The authoritarian theater that Trump has tried to use to exploit this has largely failed to do anything outside his base.  Much of it has been dismissed as absurd.  Getting into a fight with an Episcopalian bishop is...something. It seems as if there has been some backing off the use of the military, and the temperature seems to be falling a bit in many places.  We all know that it won't take much to reignite the protesters' righteous anger, and there are those that want American cities to burn so they can install Trump as a dictator on behalf of white Americans without college degrees.

The presence of purported law enforcement personnel around DC without any identifying badges is a tactic right out of Putin's takeover of Crimea.  The difference is Crimea was largely, ethnically Russian; DC is among the most solidly Democratic constituencies in the country. The possibility of escalating violence is real. (I should hazard a guess that these paramilitary groups in DC are mercenaries hired by Erik Prince. Again, this is right out of the dictator's playbook.

Every 48 hour period seems to be a crisis about the future of democracy in America. We are seeing how Trump behaves when he gets embarrassed and thwarted: he calls for violence and summons armed thugs to protect his person.

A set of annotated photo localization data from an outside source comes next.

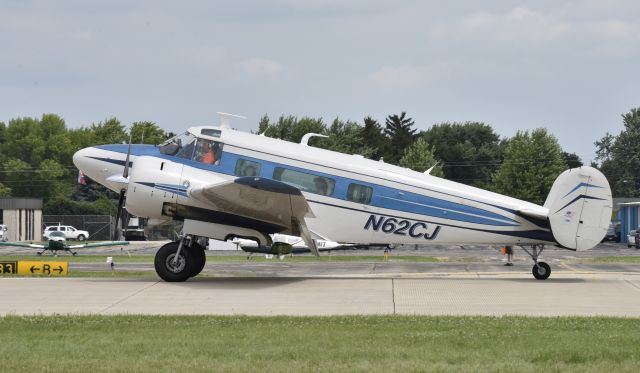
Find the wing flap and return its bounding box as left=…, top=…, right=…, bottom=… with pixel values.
left=189, top=177, right=319, bottom=255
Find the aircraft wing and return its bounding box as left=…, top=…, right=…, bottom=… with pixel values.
left=189, top=177, right=319, bottom=255
left=67, top=241, right=129, bottom=249
left=0, top=241, right=45, bottom=249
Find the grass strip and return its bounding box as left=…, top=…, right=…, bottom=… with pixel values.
left=0, top=315, right=638, bottom=372
left=587, top=256, right=640, bottom=263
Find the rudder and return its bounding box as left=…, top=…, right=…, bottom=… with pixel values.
left=544, top=166, right=612, bottom=250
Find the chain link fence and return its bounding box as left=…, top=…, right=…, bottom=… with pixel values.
left=42, top=214, right=180, bottom=241
left=43, top=215, right=113, bottom=241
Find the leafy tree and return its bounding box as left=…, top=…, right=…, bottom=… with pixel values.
left=70, top=178, right=118, bottom=203
left=0, top=114, right=147, bottom=216
left=318, top=119, right=373, bottom=157
left=90, top=117, right=128, bottom=145
left=1, top=117, right=46, bottom=166
left=362, top=116, right=388, bottom=161
left=43, top=196, right=117, bottom=215
left=562, top=152, right=583, bottom=169
left=130, top=121, right=167, bottom=144
left=492, top=128, right=567, bottom=205
left=384, top=112, right=417, bottom=164
left=420, top=122, right=502, bottom=189
left=595, top=107, right=640, bottom=197
left=2, top=158, right=32, bottom=197
left=258, top=115, right=325, bottom=143
left=0, top=183, right=11, bottom=197
left=398, top=138, right=444, bottom=177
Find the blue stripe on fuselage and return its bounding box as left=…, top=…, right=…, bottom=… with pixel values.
left=94, top=144, right=521, bottom=227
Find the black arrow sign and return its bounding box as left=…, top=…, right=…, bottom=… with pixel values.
left=30, top=265, right=40, bottom=273
left=54, top=266, right=63, bottom=274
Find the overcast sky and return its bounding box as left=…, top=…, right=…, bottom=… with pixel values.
left=1, top=0, right=639, bottom=162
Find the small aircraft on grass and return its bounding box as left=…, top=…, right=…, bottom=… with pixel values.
left=73, top=113, right=612, bottom=282
left=0, top=231, right=129, bottom=256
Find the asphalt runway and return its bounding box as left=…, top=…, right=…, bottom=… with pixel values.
left=2, top=241, right=640, bottom=316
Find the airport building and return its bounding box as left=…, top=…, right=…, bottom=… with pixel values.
left=0, top=198, right=43, bottom=242
left=617, top=201, right=640, bottom=244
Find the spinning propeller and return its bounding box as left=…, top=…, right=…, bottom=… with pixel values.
left=112, top=135, right=132, bottom=240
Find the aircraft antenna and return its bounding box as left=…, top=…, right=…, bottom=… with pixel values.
left=216, top=112, right=246, bottom=129
left=424, top=162, right=440, bottom=175
left=300, top=133, right=328, bottom=146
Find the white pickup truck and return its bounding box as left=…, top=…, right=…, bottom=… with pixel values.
left=43, top=225, right=89, bottom=241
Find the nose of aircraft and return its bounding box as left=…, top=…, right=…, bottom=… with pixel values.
left=72, top=147, right=95, bottom=173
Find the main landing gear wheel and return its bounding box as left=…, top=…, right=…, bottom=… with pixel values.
left=154, top=241, right=196, bottom=282
left=188, top=245, right=206, bottom=277
left=532, top=261, right=551, bottom=280
left=521, top=245, right=552, bottom=280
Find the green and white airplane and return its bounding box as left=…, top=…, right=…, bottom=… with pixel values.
left=0, top=231, right=128, bottom=256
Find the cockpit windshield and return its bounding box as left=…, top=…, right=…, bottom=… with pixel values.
left=159, top=131, right=223, bottom=165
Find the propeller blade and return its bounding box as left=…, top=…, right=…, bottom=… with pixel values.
left=113, top=190, right=126, bottom=241
left=123, top=133, right=132, bottom=178
left=113, top=133, right=133, bottom=240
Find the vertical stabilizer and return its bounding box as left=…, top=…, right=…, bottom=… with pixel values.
left=544, top=166, right=612, bottom=250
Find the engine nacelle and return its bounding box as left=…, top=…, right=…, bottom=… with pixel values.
left=125, top=156, right=183, bottom=220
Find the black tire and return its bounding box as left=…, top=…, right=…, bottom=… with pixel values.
left=77, top=235, right=86, bottom=242
left=188, top=245, right=206, bottom=277
left=532, top=262, right=551, bottom=280
left=154, top=241, right=196, bottom=282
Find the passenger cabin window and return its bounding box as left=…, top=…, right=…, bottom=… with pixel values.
left=272, top=167, right=335, bottom=196
left=235, top=159, right=261, bottom=177
left=192, top=138, right=223, bottom=165
left=347, top=183, right=373, bottom=204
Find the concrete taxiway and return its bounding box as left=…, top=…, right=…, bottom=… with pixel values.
left=2, top=273, right=640, bottom=317
left=2, top=241, right=639, bottom=317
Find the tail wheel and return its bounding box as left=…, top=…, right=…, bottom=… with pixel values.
left=532, top=262, right=551, bottom=280
left=188, top=245, right=206, bottom=277
left=154, top=241, right=195, bottom=282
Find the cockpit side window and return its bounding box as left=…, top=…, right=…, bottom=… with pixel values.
left=159, top=132, right=197, bottom=158
left=174, top=133, right=197, bottom=159
left=193, top=138, right=223, bottom=165
left=159, top=131, right=223, bottom=164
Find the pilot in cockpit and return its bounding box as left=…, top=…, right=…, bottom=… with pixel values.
left=195, top=139, right=221, bottom=165
left=200, top=141, right=215, bottom=164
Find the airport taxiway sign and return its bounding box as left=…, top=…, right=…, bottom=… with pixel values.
left=0, top=261, right=68, bottom=275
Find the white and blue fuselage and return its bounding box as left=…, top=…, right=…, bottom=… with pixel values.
left=74, top=126, right=562, bottom=247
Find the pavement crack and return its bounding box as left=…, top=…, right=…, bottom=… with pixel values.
left=99, top=281, right=159, bottom=314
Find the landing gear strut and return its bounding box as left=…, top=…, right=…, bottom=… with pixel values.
left=154, top=236, right=207, bottom=282
left=521, top=245, right=551, bottom=280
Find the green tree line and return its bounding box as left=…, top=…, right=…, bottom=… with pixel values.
left=1, top=107, right=636, bottom=215
left=0, top=114, right=168, bottom=215
left=258, top=112, right=586, bottom=204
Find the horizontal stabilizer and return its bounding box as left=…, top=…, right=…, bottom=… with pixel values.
left=518, top=208, right=548, bottom=221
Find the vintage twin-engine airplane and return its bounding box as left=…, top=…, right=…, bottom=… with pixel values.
left=73, top=118, right=612, bottom=282
left=0, top=231, right=129, bottom=256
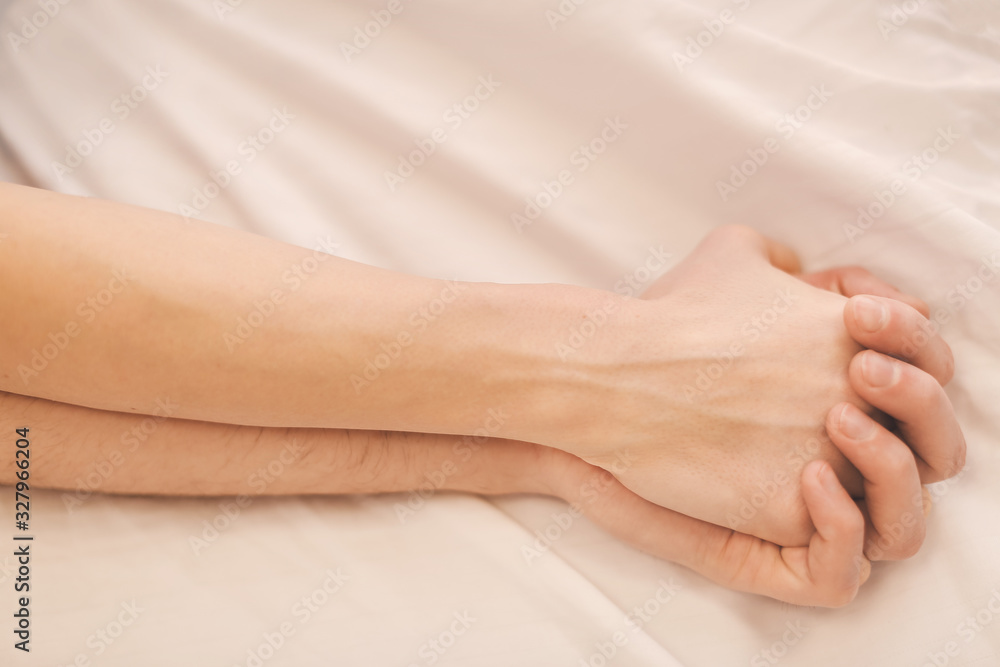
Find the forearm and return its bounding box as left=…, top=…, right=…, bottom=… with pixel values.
left=0, top=183, right=620, bottom=442
left=0, top=390, right=557, bottom=498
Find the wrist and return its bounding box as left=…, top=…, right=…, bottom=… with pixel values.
left=423, top=280, right=634, bottom=451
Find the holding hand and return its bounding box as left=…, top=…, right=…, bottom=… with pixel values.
left=560, top=226, right=963, bottom=549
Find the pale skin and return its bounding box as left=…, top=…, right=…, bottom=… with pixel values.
left=0, top=182, right=965, bottom=606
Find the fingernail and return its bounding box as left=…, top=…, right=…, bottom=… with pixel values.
left=839, top=403, right=876, bottom=440
left=819, top=463, right=841, bottom=495
left=922, top=488, right=933, bottom=517
left=862, top=352, right=898, bottom=388
left=854, top=296, right=887, bottom=333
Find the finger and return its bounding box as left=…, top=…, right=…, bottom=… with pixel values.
left=850, top=350, right=966, bottom=483
left=762, top=237, right=802, bottom=274
left=728, top=461, right=868, bottom=608
left=845, top=295, right=954, bottom=385
left=800, top=267, right=930, bottom=317
left=701, top=225, right=802, bottom=273
left=571, top=464, right=865, bottom=607
left=799, top=461, right=870, bottom=601
left=826, top=402, right=926, bottom=560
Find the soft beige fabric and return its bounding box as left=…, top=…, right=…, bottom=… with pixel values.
left=1, top=0, right=998, bottom=665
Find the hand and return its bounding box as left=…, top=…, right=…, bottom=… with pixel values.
left=562, top=225, right=963, bottom=548
left=539, top=331, right=959, bottom=606
left=793, top=263, right=963, bottom=559
left=543, top=445, right=873, bottom=607
left=563, top=225, right=871, bottom=546
left=829, top=292, right=965, bottom=559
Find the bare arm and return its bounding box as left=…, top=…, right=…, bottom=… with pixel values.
left=0, top=182, right=600, bottom=442
left=0, top=184, right=965, bottom=549
left=0, top=390, right=549, bottom=499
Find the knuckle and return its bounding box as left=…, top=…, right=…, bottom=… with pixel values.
left=868, top=517, right=926, bottom=561
left=827, top=504, right=866, bottom=543
left=821, top=583, right=859, bottom=608
left=939, top=435, right=967, bottom=480
left=940, top=348, right=956, bottom=385
left=881, top=443, right=917, bottom=478
left=711, top=224, right=760, bottom=244
left=898, top=367, right=941, bottom=412
left=887, top=526, right=926, bottom=561
left=843, top=266, right=874, bottom=281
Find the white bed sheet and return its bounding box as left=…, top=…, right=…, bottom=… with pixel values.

What happens in November?  It's early in the polling on this, but the early returns are fascinating. Biden appears to be leading from anywhere to 5-10 percentage points, and Trump's favorables and support have not budged from 40% neighborhood.  Biden gave a very good speech yesterday, and Obama is going to give one today. Trump will Tweet angrily from his bunker that he is not in a bunker.  I don't think this civil unrest will re-elect Donald Trump.

So, once again, my main concerns about November are twofold.

First, we need to destroy Trumpism at the polls. He needs to win about 35% of the vote -Hoover and Alf Landon territory.  We need to carry a net of 6-7 Senate seats.  We need to make Trumpism radioactive in American politics. (Here's a case that if it's close we have a constitutional crisis.)

Second, will we have a free and fair election? We have seen how Trump behaves when cornered.  What happens if he's looking at polls that have him losing 60-40? Or 65-35?  What does he do in the weeks of late October and early November?

Can his narcissistic armor blind him enough so that he doesn't see the Blue Wave coming?